House lawmakers reconvened Tuesday, but only briefly.

Florida lawmakers face time crunch, frustration over budget deal

House Speaker Rep. Danny Perez, R-Miami, placed the blame squarely on the Senate and President Ben Albritton, accusing them of abandoning a tax-cut compromise struck weeks ago.

"Unfortunately, as you are already aware, the Senate broke the deal that we had reached on Day 60 and blew up our budget framework," Perez said.

In a memo to the upper chamber, sent last Friday, Albritton objected to the original "framework." He argued the governor was likely to veto, the proposed permanent tax cuts went too deep, and that they wouldn’t provide meaningful relief to Floridians via a reduction in sales taxes.

"I don't think we're at risk of a shutdown, but I don't think we're any closer than we were three weeks ago," Perez told reporters after the Tuesday floor session. "I think we had to start all over again."

Despite the chaos, Perez said the House remains open to "any and all ideas that curb the state budget," though he took a swipe at the governor's rebate program for homesteaders, dismissing it as little more than "checks from the state treasury."

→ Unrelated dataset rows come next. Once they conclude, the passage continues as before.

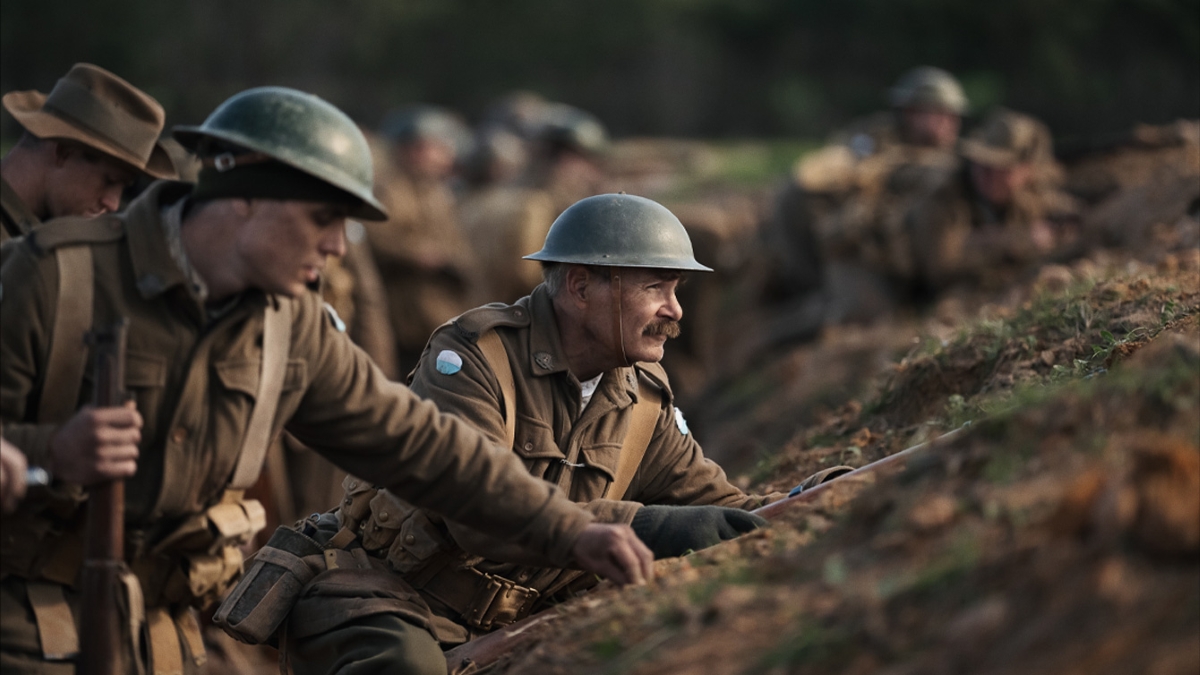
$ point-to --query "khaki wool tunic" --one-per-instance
(195, 381)
(559, 443)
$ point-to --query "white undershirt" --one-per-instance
(587, 388)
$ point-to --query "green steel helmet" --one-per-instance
(929, 87)
(297, 129)
(619, 231)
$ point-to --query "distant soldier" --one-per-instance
(227, 347)
(427, 268)
(508, 222)
(837, 237)
(83, 144)
(1002, 211)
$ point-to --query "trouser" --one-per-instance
(376, 644)
(23, 645)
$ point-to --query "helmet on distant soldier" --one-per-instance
(298, 130)
(619, 231)
(571, 129)
(929, 87)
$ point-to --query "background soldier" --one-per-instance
(1003, 210)
(837, 238)
(427, 270)
(226, 347)
(509, 222)
(83, 144)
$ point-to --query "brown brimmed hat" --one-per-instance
(1007, 138)
(96, 108)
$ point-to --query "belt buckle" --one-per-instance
(496, 604)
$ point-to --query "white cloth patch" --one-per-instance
(449, 362)
(681, 422)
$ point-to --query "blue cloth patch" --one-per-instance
(449, 362)
(681, 422)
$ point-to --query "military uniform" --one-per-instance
(195, 372)
(426, 266)
(959, 237)
(453, 567)
(16, 219)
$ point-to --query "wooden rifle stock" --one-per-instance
(101, 650)
(486, 650)
(773, 509)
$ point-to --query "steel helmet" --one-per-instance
(929, 87)
(297, 129)
(619, 231)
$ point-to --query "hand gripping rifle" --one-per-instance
(477, 656)
(101, 650)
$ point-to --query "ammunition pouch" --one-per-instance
(279, 572)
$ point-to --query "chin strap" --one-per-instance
(617, 321)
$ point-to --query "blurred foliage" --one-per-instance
(679, 67)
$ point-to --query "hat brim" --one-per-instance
(27, 108)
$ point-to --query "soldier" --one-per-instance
(509, 221)
(568, 378)
(427, 269)
(226, 347)
(1003, 210)
(838, 245)
(82, 145)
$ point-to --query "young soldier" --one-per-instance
(226, 348)
(83, 144)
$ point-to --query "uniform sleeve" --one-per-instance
(676, 471)
(27, 311)
(381, 430)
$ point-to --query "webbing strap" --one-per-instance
(276, 344)
(498, 359)
(55, 626)
(637, 438)
(72, 320)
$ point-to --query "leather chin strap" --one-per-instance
(617, 320)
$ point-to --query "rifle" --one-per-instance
(101, 635)
(478, 655)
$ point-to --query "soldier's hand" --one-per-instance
(676, 530)
(97, 444)
(12, 476)
(615, 553)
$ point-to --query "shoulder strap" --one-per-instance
(637, 438)
(276, 344)
(67, 358)
(498, 359)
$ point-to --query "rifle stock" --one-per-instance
(101, 635)
(484, 651)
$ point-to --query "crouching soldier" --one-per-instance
(567, 377)
(226, 347)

Lawmakers voted to extend the session through June 30, buying more time for a deal, though not without complications for legislators balancing work back home.

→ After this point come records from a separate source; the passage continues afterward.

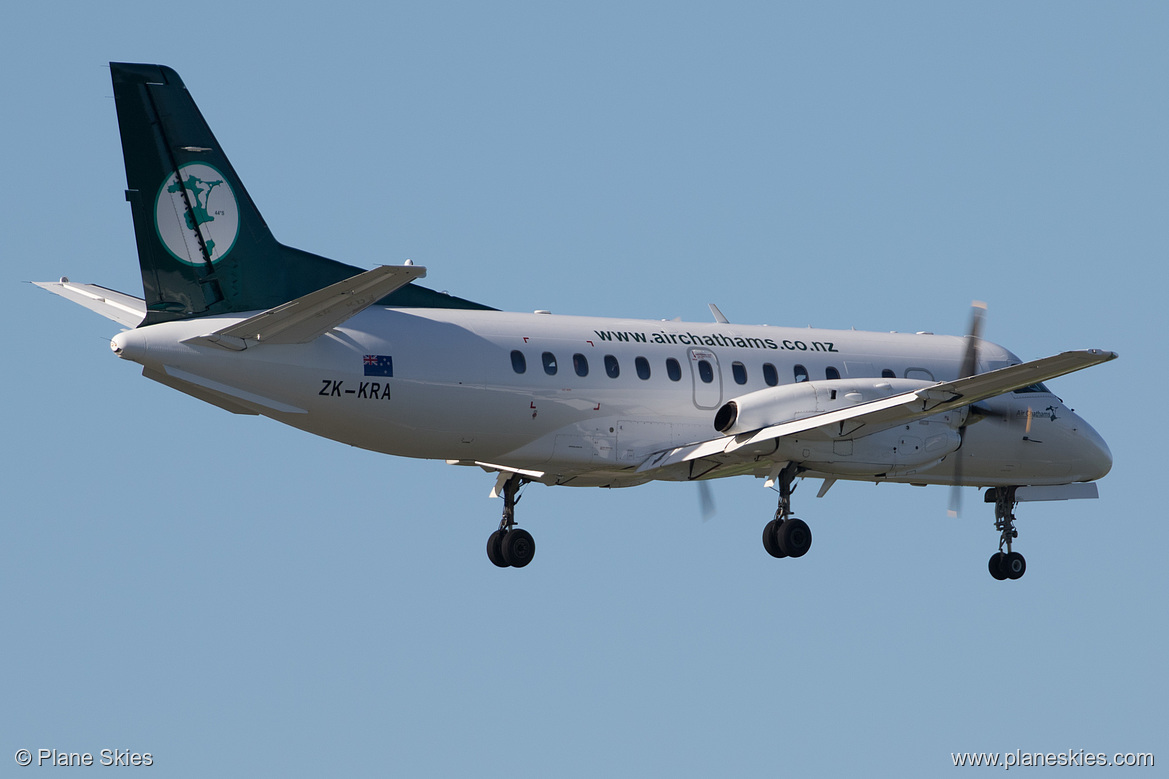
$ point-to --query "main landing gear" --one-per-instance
(511, 546)
(786, 536)
(1009, 564)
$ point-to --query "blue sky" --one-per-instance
(239, 598)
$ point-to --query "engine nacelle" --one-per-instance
(793, 401)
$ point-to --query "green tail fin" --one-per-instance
(202, 246)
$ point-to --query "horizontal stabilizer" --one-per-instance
(124, 309)
(305, 318)
(877, 415)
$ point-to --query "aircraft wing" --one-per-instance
(124, 309)
(884, 413)
(301, 321)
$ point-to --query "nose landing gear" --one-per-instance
(511, 546)
(1009, 564)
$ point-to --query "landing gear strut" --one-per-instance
(1009, 564)
(511, 546)
(786, 536)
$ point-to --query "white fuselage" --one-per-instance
(597, 395)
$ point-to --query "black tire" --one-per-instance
(772, 539)
(997, 565)
(794, 537)
(495, 549)
(518, 547)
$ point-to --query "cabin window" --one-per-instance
(518, 363)
(739, 371)
(643, 367)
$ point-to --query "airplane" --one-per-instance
(373, 359)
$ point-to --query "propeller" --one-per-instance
(969, 367)
(705, 500)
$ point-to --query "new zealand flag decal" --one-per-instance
(379, 365)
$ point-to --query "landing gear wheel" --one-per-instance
(518, 547)
(495, 549)
(997, 565)
(772, 538)
(794, 537)
(1015, 565)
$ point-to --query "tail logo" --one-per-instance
(196, 211)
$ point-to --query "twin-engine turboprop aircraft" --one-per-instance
(373, 359)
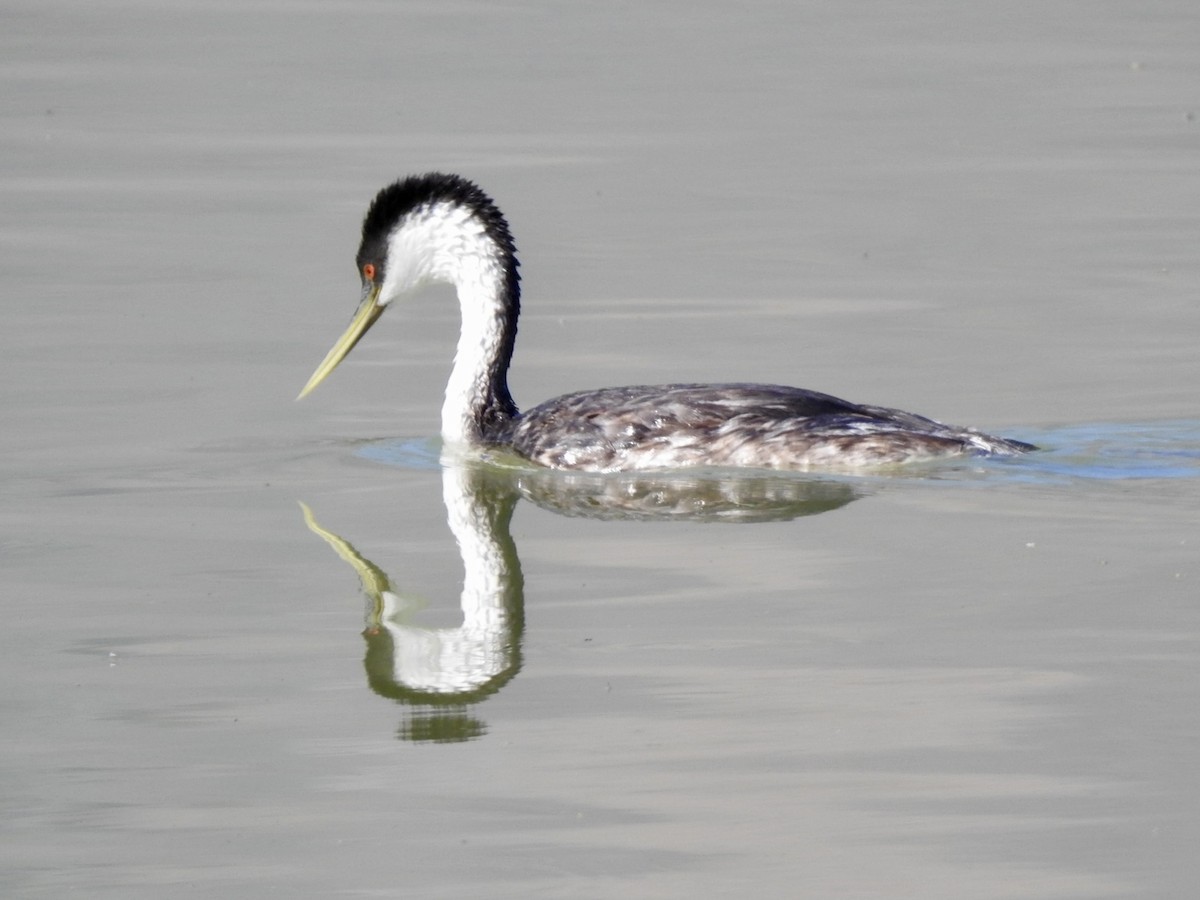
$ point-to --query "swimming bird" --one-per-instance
(443, 228)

"It is a huge inconvenience, because court cases set the judges are going to have to continue them, but they're not going to be happy," state Rep. Ashley Gantt, D-Miami, said.

Democrats, meanwhile, are placing the blame for the impasse on the Republican supermajorities. They caution what a shutdown would mean if lawmakers can't pass a budget by July 1, the new fiscal year.

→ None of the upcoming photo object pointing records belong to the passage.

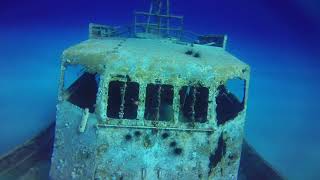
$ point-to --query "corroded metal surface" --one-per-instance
(118, 148)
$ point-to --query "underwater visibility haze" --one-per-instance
(278, 39)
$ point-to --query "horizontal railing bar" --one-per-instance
(151, 127)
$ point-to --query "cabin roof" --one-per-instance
(153, 57)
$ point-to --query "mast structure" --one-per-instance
(158, 20)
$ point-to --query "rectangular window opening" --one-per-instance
(82, 87)
(159, 102)
(194, 104)
(123, 100)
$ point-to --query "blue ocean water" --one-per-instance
(279, 39)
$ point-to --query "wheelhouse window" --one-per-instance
(159, 101)
(230, 100)
(81, 87)
(194, 104)
(123, 100)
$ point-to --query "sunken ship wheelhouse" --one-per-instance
(149, 103)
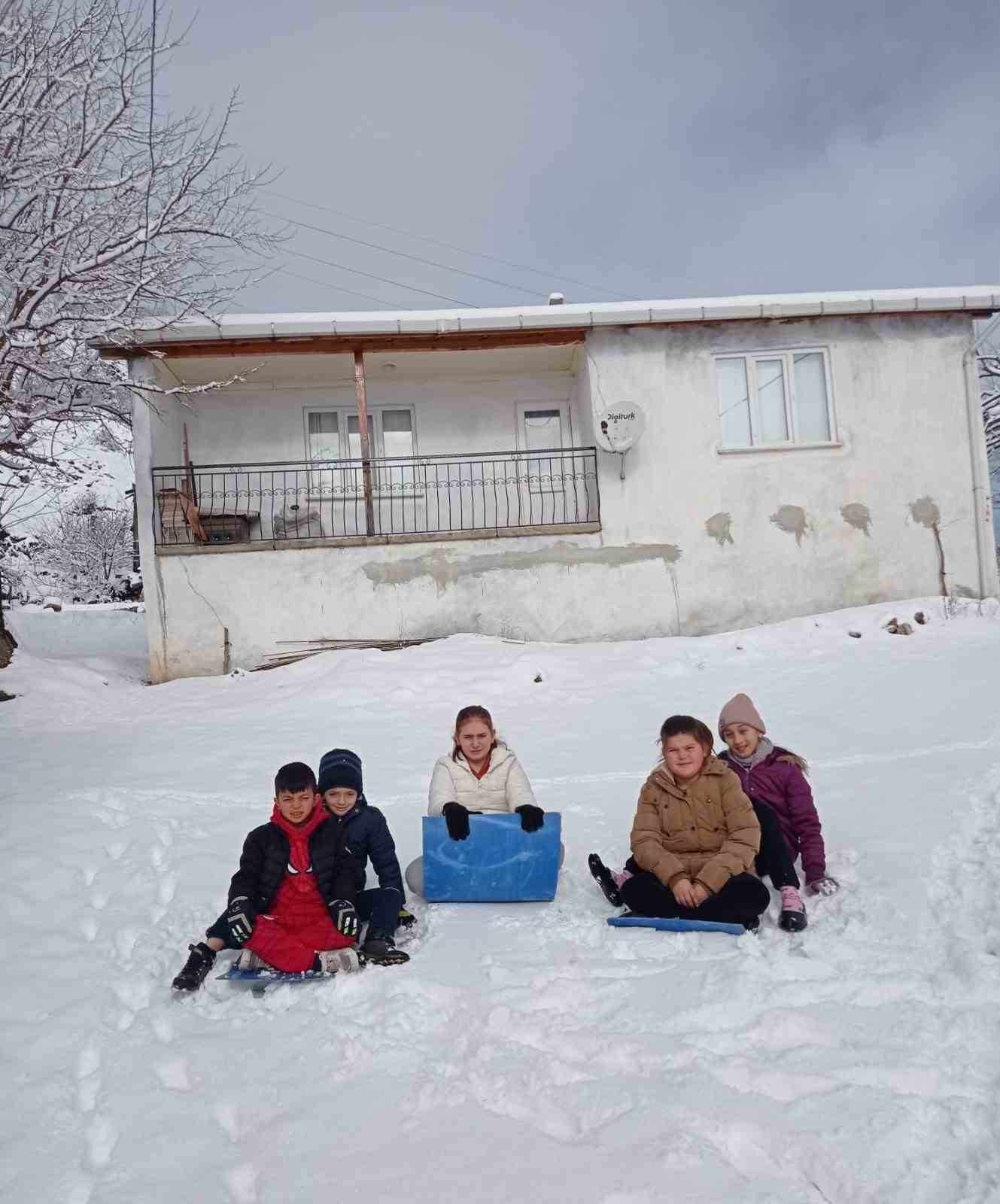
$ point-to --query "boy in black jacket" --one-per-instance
(343, 796)
(293, 900)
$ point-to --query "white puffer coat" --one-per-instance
(503, 788)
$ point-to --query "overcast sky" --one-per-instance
(660, 150)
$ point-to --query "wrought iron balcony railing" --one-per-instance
(258, 503)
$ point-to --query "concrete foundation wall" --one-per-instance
(693, 540)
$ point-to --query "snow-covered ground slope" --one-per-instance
(527, 1053)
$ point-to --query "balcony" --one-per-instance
(403, 499)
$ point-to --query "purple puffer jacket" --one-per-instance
(779, 782)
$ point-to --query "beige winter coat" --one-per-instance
(504, 786)
(705, 831)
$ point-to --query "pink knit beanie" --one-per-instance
(739, 710)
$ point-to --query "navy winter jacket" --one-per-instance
(369, 837)
(265, 859)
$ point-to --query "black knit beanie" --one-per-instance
(339, 768)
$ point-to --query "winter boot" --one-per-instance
(339, 961)
(249, 961)
(792, 918)
(195, 969)
(604, 879)
(381, 949)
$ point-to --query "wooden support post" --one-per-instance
(189, 473)
(366, 449)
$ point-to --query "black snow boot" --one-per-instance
(381, 949)
(602, 876)
(792, 918)
(195, 969)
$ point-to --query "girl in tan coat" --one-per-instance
(695, 836)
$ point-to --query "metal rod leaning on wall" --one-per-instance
(366, 451)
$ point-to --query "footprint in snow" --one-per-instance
(126, 942)
(102, 1139)
(174, 1075)
(81, 1191)
(88, 1066)
(163, 1029)
(228, 1117)
(242, 1184)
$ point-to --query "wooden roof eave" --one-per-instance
(345, 345)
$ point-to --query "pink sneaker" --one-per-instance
(792, 918)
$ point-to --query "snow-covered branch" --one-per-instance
(102, 228)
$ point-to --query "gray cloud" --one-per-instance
(654, 150)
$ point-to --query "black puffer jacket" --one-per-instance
(265, 858)
(369, 837)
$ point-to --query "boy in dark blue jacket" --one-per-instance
(341, 786)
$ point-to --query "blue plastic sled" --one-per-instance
(260, 981)
(496, 864)
(654, 921)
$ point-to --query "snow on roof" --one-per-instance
(582, 315)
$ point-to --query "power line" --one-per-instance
(403, 254)
(383, 280)
(450, 246)
(327, 284)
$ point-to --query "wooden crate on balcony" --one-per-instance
(180, 519)
(226, 528)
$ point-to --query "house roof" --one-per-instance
(579, 317)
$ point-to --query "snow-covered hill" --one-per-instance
(526, 1053)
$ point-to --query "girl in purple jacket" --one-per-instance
(774, 776)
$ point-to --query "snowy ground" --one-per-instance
(526, 1053)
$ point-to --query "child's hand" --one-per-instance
(825, 885)
(345, 917)
(699, 894)
(241, 918)
(532, 818)
(684, 892)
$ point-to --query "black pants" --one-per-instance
(740, 901)
(378, 906)
(774, 860)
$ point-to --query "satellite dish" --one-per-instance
(619, 427)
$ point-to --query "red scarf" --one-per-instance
(299, 844)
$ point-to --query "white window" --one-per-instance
(769, 399)
(544, 427)
(336, 435)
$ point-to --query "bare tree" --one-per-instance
(112, 218)
(84, 548)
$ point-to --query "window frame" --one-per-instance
(787, 355)
(566, 427)
(343, 413)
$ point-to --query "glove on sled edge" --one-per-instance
(241, 918)
(456, 819)
(532, 818)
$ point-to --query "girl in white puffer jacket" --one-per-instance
(482, 774)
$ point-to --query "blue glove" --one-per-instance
(241, 918)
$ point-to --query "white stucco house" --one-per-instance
(801, 453)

"I think that a shutdown, though, to be clear, would be catastrophic, because there are all sorts of state services that would stop,” said FL House Minority Leader Rep. Fentrice Driskell, D-Tampa. And I don't know what this means for our teachers, for state employees being furloughed, for transportation projects that stop, that you know could help communities locally with their traffic."

Gov. Ron DeSantis has also weighed in — harshly. He's taken particular aim at the House, calling its motives political.

"You've got some of these folks in ... the House leadership, they have a personal agenda," DeSantis said Monday. "They have vendettas, a petty it's not being driven by strong policy."

In a rare move, House Republicans asked DeSantis to essentially put his money where his mouth is. The House Select Committee invited him to present his property tax relief ideas at their next meeting, sending this letter.

"We're trying to include all resources. We've said since the very beginning that everything is on the table right now," state Rep. Toby Overdorf, R-Stuart, said. "And certainly, as the leader of the state, as our governor, we want information from him."

But DeSantis isn't expected to respond. His communications director, Bryan Griffin, posted this online.

"This is the design of a committee intended to kill an idea like property tax relief," Griffin said.

Meanwhile, the Senate remains largely silent with its members absent from the Capitol and its leadership yet to commit to extending the session beyond June 6. With a little more than three weeks remaining before a shutdown, the uncertainty continues — and so does the waiting.